Dün Nagoya’daki bir yol çalışmasına rastladım. Adamlar avuçiçi kadar yer kazmalarına rağmen neredeyse 5 katı büyüklüğünde bir bölgeyi ışıklı göstergeler ve bantlar ile donatmış çalışmanın başladığı ve bittiği noktaya kafasında baret elinde fosforlu ışıklar olan adamlar yerleştirmiş. Gözlerime inanamadım. İnsana Saygı’nın ne demek olduğunu metrolardan sonra burada çok daha iyi anladım. Zannedersem bu örneğim, diğer sütunun kökenlerinin nerelere dayandığını kısmen de olsa açıklar niteliktedir.
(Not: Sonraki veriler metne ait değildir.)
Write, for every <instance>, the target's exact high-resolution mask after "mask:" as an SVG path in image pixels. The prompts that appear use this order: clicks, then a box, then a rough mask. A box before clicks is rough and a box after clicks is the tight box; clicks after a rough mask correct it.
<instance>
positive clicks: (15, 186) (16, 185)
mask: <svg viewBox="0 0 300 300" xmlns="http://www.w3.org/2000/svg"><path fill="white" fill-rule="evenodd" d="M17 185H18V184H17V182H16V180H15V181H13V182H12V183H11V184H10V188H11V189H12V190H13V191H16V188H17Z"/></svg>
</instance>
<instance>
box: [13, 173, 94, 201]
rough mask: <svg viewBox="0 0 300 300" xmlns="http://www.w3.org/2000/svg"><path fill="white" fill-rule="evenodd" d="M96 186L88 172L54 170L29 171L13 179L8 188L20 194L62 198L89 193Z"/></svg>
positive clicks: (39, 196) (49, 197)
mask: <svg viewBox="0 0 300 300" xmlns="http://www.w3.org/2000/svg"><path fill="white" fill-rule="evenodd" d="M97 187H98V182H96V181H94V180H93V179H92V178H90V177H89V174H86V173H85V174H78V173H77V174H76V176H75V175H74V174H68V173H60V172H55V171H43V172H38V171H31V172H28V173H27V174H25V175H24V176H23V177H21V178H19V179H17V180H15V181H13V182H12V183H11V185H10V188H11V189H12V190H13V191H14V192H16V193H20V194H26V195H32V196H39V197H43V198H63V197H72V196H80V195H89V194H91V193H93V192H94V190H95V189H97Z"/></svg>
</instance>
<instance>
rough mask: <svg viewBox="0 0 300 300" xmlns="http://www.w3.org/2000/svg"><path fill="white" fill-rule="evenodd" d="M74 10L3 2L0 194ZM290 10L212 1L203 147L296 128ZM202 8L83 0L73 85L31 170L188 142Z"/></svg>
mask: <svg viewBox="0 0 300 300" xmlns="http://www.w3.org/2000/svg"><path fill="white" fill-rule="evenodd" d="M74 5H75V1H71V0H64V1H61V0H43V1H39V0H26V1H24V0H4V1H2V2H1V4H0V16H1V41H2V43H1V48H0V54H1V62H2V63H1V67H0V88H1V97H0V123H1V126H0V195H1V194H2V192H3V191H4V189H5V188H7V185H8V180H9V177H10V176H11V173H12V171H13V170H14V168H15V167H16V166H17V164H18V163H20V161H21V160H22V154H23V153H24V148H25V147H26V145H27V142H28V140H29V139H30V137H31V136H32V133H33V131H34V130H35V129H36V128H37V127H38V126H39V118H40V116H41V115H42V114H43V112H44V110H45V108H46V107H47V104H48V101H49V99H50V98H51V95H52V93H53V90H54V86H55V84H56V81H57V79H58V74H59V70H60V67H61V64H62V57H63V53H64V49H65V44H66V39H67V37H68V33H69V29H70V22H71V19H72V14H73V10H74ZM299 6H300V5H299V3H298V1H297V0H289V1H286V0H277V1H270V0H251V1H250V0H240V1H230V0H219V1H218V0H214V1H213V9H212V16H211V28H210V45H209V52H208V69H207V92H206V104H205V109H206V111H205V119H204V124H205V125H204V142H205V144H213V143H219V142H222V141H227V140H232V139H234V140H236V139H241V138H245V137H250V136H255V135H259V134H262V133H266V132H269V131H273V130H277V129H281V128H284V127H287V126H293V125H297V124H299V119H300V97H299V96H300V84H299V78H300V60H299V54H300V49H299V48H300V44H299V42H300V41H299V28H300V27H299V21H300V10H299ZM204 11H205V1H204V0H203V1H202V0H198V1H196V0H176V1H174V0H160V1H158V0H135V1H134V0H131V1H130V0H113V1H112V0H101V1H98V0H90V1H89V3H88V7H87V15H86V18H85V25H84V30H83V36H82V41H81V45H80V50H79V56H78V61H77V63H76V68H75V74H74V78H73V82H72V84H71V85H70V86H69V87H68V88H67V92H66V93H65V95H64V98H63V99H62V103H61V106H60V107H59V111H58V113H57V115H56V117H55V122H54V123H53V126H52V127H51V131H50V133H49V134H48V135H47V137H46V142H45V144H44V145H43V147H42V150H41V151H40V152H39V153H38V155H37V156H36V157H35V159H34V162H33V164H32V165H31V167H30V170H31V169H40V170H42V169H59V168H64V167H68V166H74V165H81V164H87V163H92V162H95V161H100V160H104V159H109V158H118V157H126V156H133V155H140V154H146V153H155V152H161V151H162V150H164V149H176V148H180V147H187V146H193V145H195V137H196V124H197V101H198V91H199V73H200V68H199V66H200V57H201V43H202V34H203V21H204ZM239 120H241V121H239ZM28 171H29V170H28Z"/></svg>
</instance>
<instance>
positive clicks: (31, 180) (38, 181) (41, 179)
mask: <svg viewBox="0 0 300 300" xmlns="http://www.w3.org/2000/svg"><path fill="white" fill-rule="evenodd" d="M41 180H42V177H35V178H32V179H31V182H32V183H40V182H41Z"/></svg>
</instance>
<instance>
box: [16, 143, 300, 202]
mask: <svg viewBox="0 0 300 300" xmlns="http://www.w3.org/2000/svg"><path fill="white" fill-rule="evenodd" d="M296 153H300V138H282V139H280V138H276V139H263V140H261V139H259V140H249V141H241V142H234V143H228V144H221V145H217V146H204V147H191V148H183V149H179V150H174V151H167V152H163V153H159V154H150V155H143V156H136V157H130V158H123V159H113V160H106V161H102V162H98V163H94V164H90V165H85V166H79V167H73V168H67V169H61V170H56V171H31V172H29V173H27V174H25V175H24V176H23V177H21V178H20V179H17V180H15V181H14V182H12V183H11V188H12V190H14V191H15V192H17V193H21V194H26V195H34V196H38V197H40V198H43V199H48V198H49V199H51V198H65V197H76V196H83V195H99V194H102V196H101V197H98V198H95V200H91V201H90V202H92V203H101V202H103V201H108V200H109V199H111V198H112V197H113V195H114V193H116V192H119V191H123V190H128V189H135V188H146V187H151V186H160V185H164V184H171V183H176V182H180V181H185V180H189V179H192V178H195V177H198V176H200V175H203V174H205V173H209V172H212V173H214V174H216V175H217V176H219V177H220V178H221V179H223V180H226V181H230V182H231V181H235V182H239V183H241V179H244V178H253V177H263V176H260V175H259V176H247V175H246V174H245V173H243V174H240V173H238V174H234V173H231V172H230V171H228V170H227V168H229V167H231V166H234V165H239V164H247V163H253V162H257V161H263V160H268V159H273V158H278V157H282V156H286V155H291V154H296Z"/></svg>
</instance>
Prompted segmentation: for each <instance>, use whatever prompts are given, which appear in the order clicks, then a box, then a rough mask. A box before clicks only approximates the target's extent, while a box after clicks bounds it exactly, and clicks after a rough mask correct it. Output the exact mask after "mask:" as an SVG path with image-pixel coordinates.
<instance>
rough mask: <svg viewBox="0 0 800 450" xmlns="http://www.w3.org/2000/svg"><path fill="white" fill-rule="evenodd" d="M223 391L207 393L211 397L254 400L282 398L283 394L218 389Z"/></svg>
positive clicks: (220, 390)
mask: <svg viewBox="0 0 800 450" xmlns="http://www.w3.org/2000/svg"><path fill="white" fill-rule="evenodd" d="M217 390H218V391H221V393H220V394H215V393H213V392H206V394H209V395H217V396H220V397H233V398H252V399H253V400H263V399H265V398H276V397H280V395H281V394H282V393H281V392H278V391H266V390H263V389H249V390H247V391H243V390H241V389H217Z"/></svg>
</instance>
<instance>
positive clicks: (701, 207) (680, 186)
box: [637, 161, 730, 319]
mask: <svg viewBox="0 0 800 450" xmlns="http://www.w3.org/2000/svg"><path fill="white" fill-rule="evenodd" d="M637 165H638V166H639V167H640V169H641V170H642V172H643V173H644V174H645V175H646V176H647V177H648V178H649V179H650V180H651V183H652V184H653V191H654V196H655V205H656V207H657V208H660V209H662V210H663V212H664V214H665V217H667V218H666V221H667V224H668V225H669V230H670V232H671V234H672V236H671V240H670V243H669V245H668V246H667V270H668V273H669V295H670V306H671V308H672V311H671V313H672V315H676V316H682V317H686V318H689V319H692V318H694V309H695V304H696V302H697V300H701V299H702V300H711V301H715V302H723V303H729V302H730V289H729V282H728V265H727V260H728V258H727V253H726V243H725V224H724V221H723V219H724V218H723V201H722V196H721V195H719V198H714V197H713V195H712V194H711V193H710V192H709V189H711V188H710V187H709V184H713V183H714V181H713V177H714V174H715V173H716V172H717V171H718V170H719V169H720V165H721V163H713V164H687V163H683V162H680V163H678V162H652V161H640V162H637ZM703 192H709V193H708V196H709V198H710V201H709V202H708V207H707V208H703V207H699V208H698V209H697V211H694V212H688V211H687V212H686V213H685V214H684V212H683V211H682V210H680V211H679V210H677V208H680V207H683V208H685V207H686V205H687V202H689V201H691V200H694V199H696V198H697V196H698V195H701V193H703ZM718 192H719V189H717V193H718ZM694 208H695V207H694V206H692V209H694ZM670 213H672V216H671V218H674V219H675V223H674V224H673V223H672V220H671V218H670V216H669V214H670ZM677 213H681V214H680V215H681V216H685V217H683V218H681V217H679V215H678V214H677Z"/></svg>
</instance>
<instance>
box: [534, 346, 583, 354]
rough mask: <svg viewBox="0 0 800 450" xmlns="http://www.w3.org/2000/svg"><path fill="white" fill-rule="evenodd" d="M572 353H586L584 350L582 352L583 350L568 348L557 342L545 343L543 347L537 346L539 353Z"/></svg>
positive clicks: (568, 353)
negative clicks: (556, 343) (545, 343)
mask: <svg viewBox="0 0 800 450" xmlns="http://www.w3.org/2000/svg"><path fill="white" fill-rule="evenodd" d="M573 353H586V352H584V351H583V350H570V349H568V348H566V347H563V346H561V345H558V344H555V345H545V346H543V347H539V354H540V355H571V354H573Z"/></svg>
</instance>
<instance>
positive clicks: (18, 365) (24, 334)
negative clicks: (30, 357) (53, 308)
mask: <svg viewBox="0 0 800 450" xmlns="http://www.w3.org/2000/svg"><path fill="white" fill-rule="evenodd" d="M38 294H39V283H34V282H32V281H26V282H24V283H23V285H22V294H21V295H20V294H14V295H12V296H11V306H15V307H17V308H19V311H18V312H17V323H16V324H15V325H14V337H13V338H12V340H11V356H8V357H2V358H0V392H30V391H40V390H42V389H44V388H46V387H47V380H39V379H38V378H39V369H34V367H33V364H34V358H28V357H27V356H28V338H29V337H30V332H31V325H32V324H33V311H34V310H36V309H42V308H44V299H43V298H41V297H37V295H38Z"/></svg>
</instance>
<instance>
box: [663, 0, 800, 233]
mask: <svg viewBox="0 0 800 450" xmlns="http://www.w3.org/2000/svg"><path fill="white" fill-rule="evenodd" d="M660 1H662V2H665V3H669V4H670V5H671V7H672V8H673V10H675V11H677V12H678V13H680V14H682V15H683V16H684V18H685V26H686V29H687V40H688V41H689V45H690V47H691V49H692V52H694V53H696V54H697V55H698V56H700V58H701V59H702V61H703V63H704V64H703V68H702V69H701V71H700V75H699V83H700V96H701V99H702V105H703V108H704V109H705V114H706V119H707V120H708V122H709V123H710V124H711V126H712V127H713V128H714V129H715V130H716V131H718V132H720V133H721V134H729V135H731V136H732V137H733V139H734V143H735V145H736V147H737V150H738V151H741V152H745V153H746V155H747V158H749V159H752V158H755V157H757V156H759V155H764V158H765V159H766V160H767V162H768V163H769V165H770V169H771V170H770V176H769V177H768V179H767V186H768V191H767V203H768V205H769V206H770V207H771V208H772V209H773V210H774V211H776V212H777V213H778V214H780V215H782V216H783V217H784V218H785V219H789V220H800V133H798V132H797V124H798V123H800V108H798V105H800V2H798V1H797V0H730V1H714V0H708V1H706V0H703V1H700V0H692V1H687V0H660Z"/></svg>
İnsana saygı bir üst boyutta “Kadına Saygı” olarak da gözler önüne seriliyor. Metro durağında yine görsellikle hat safhada kendini belli eden ve bazı saatler arasında sadece kadınların kullanabileceği vagonların durakları tanımlanmış. Günümüzdeki Pembe Metrobüs tartışmalarına verilebilecek en güzel cevap galiba bu olabilir. Amaç aynı muhtemel taciz olaylarından kadınları korumak. Bizdeki gibi “pembe metrobüse binmeyen bayanlar hakkında ne düşünülür” gibi bilinç altı sondajlamalarından ziyade, onları korumak esas alınmış. Bu kadar siyaset yapmak yeter, dönelim TPS’e…
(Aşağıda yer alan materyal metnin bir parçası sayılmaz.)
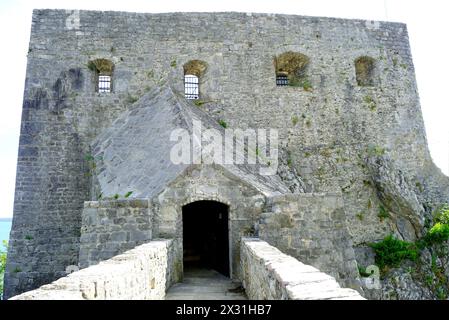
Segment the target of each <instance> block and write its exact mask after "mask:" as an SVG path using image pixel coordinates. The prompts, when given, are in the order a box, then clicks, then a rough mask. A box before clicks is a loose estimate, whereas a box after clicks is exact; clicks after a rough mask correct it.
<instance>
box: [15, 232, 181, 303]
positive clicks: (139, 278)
mask: <svg viewBox="0 0 449 320" xmlns="http://www.w3.org/2000/svg"><path fill="white" fill-rule="evenodd" d="M172 245H173V244H172V241H171V240H157V241H151V242H149V243H147V244H144V245H141V246H138V247H136V248H134V249H133V250H129V251H127V252H125V253H123V254H120V255H118V256H115V257H114V258H112V259H109V260H106V261H103V262H101V263H99V264H97V265H95V266H91V267H88V268H86V269H83V270H80V271H76V272H74V273H71V274H70V275H68V276H66V277H63V278H61V279H59V280H57V281H54V282H53V283H50V284H47V285H44V286H42V287H40V288H39V289H36V290H33V291H28V292H25V293H23V294H21V295H18V296H15V297H13V298H12V300H82V299H84V300H125V299H126V300H160V299H163V298H164V296H165V292H166V290H167V289H168V287H169V286H170V285H171V280H170V279H171V274H170V273H171V271H172V268H173V256H172V249H173V247H172Z"/></svg>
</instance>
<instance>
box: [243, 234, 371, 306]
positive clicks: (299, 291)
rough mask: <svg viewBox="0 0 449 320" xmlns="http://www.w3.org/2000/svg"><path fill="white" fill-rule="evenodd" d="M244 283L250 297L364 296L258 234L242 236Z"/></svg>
mask: <svg viewBox="0 0 449 320" xmlns="http://www.w3.org/2000/svg"><path fill="white" fill-rule="evenodd" d="M241 246H242V248H241V265H242V274H243V275H244V279H243V285H244V287H245V289H246V293H247V295H248V297H249V298H250V299H273V300H279V299H287V300H316V299H320V300H322V299H326V300H328V299H332V300H337V299H345V300H348V299H349V300H365V299H364V298H363V297H362V296H361V295H360V294H359V293H358V292H357V291H355V290H353V289H347V288H341V287H340V285H339V284H338V283H337V281H336V280H335V278H333V277H332V276H330V275H328V274H326V273H324V272H320V271H319V270H318V269H316V268H314V267H312V266H309V265H306V264H303V263H302V262H300V261H298V260H296V259H295V258H293V257H291V256H289V255H286V254H284V253H282V252H281V251H279V250H278V249H277V248H275V247H273V246H270V245H269V244H268V243H266V242H265V241H261V240H259V239H258V238H242V242H241Z"/></svg>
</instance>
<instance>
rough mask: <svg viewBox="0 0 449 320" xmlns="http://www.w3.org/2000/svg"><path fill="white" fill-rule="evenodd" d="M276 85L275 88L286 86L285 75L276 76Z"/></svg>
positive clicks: (278, 75)
mask: <svg viewBox="0 0 449 320" xmlns="http://www.w3.org/2000/svg"><path fill="white" fill-rule="evenodd" d="M276 85H277V86H288V77H287V76H286V75H282V74H278V75H276Z"/></svg>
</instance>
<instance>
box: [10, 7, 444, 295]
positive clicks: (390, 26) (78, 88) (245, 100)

Toyota Way’de tanımlanan bu iki sütun aslında çok derin anlamları beraberinde getiriyor ve Toyota Evi’nin, TPS’in harcını oluşturuyor. Harcı iyi karmazsanız evin ayakta durması oldukça zor. Görsellik ve tertip düzen ise bu karışımı yaratan harcın en önemli bileşenleri…
Geçtiğimiz Cumartesi Tokyo’da Pazar ise Kyoto’daydım. Orada topladıklarımla yazacaklarım heralde destan olacak.
Sevgiler
CY
2 yorum
Merhaba Can Bey,
Yukarıda yazdıklarınızın tümüne katılıyorum.
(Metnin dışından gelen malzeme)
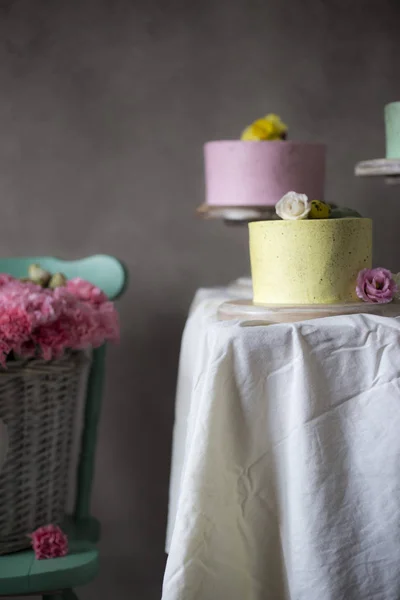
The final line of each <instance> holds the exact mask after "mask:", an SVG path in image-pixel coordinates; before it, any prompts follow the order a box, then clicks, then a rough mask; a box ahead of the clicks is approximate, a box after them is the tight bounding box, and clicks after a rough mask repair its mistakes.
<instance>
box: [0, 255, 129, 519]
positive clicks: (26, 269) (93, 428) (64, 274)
mask: <svg viewBox="0 0 400 600" xmlns="http://www.w3.org/2000/svg"><path fill="white" fill-rule="evenodd" d="M33 263H37V264H39V265H40V266H41V267H42V268H44V269H46V270H48V271H49V272H50V273H57V272H61V273H64V275H65V276H66V277H67V278H68V279H70V278H72V277H81V278H82V279H86V280H87V281H90V282H91V283H93V284H94V285H96V286H97V287H99V288H100V289H101V290H103V292H104V293H105V294H106V295H107V296H108V297H109V298H110V300H115V299H116V298H119V297H120V296H121V295H122V294H123V292H124V291H125V289H126V286H127V283H128V276H127V270H126V268H125V267H124V265H123V264H122V263H121V262H120V261H119V260H117V259H116V258H114V257H113V256H107V255H103V254H98V255H95V256H89V257H87V258H83V259H80V260H73V261H65V260H62V259H59V258H54V257H51V256H31V257H21V258H19V257H12V258H0V273H8V274H9V275H13V276H14V277H26V276H27V274H28V267H29V265H31V264H33ZM105 351H106V345H104V346H102V347H101V348H97V349H96V350H94V351H93V356H92V364H91V368H90V373H89V381H88V386H87V392H86V399H85V408H84V422H83V431H82V438H81V448H80V457H79V463H78V472H77V486H76V498H75V509H74V517H75V519H76V520H78V521H82V520H86V519H88V518H89V517H90V499H91V491H92V481H93V475H94V463H95V452H96V443H97V429H98V422H99V419H100V412H101V400H102V393H103V384H104V372H105Z"/></svg>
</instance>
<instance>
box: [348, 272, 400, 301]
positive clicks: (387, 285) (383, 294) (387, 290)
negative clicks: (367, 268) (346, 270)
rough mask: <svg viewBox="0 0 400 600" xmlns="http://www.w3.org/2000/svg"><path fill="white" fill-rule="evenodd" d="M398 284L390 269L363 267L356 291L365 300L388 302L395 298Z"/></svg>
mask: <svg viewBox="0 0 400 600" xmlns="http://www.w3.org/2000/svg"><path fill="white" fill-rule="evenodd" d="M396 292H397V285H396V282H395V281H394V279H393V276H392V273H391V272H390V271H388V269H383V268H381V267H380V268H377V269H363V270H362V271H360V272H359V274H358V277H357V286H356V293H357V296H358V297H359V298H360V299H361V300H364V302H377V303H379V304H386V303H388V302H391V301H392V300H393V296H394V294H395V293H396Z"/></svg>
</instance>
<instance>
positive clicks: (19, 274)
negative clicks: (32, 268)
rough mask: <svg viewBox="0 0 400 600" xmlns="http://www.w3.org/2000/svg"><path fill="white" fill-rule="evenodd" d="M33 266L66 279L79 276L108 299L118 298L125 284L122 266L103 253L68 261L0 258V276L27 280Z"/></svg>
mask: <svg viewBox="0 0 400 600" xmlns="http://www.w3.org/2000/svg"><path fill="white" fill-rule="evenodd" d="M33 263H37V264H39V265H40V266H41V267H43V268H44V269H46V270H47V271H49V272H50V273H58V272H61V273H64V275H65V276H66V277H68V279H71V278H72V277H82V279H86V280H87V281H90V282H91V283H93V284H94V285H97V287H99V288H100V289H102V290H103V292H104V293H105V294H107V296H108V297H109V298H110V300H115V299H116V298H118V297H119V296H121V294H122V293H123V292H124V289H125V286H126V285H127V279H128V278H127V271H126V269H125V267H124V265H123V264H122V263H121V262H120V261H119V260H117V259H116V258H114V257H113V256H107V255H106V254H96V255H95V256H89V257H87V258H82V259H80V260H71V261H67V260H62V259H60V258H54V257H52V256H28V257H21V258H19V257H12V258H0V273H9V274H10V275H14V277H26V276H27V275H28V267H29V265H31V264H33Z"/></svg>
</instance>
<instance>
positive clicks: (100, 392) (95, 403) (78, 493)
mask: <svg viewBox="0 0 400 600" xmlns="http://www.w3.org/2000/svg"><path fill="white" fill-rule="evenodd" d="M32 263H38V264H40V265H41V266H42V267H43V268H44V269H46V270H48V271H50V272H51V273H56V272H62V273H64V274H65V275H66V276H67V277H68V278H72V277H82V278H83V279H87V280H88V281H90V282H91V283H93V284H95V285H97V286H98V287H99V288H101V289H102V290H103V291H104V292H105V293H106V294H107V296H108V297H109V298H110V299H111V300H114V299H116V298H118V297H119V296H121V294H122V293H123V292H124V290H125V288H126V285H127V273H126V270H125V268H124V267H123V265H122V264H121V263H120V262H119V261H118V260H117V259H115V258H113V257H112V256H105V255H97V256H91V257H89V258H84V259H82V260H76V261H70V262H67V261H63V260H60V259H57V258H51V257H28V258H3V259H0V273H9V274H11V275H14V276H15V277H24V276H26V275H27V273H28V267H29V265H30V264H32ZM105 350H106V347H105V345H104V346H102V347H101V348H98V349H96V350H94V352H93V362H92V366H91V370H90V374H89V382H88V386H87V394H86V399H85V410H84V424H83V433H82V438H81V448H80V458H79V463H78V471H77V486H76V490H77V491H76V497H75V505H74V511H73V514H72V515H70V516H69V517H68V518H67V521H66V523H65V524H64V525H63V530H64V531H66V533H67V534H68V538H69V554H68V556H66V557H64V558H55V559H51V560H36V559H35V556H34V554H33V552H32V551H31V550H25V551H22V552H18V553H15V554H8V555H5V556H0V596H28V595H34V596H35V595H36V596H42V598H43V600H61V599H63V600H74V599H75V600H77V596H76V595H75V593H74V591H73V589H74V588H77V587H79V586H82V585H86V584H87V583H89V582H90V581H91V580H92V579H93V578H94V577H95V576H96V574H97V571H98V550H97V547H96V543H97V542H98V540H99V538H100V525H99V523H98V522H97V521H96V519H94V518H93V517H92V516H91V514H90V498H91V491H92V480H93V473H94V462H95V450H96V441H97V426H98V422H99V417H100V407H101V396H102V391H103V381H104V370H105Z"/></svg>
Bende geçtiğimiz hafta 14-20 Temmuz arası Japonya da idim. Osaka – Mei – Kyoto – Tokya da 3 adet fabrika gezdim. Bir çok fotoğraf ve video çektim. Henüz yeni döndüğüm için onları düzenlemek ile meşgulüm. Amacım fabrikaddaki arkadaşlara izlenimlerimi anlatmak. Bizde karınca kararınca elimizden geldiğince Dönmez Debriyaj da Yalın çalışmaları yapıyoruz. Bu seyahat benim için çok faydalı oldu bu açıdan.
Saygılarımla…
TaNeR
Taner Bey,
Yorumlarınız için çok teşekkürler. Japonya’nın ezber bozan bu yaşam tarzı ve kültürü bize şirketlerde sunulan bahaneleri artıracak gibi gözükmesine rağmen bu işin yapılabilir olduğunun en büyük kanıtı olduğundan bu tanıklığı yaşayan bizler için büyük önem taşıyor. Aldığınız ilham ve edindiğiniz bilgilerin gelecekteki tecrübelerinize dönüşmesi dileğiyle…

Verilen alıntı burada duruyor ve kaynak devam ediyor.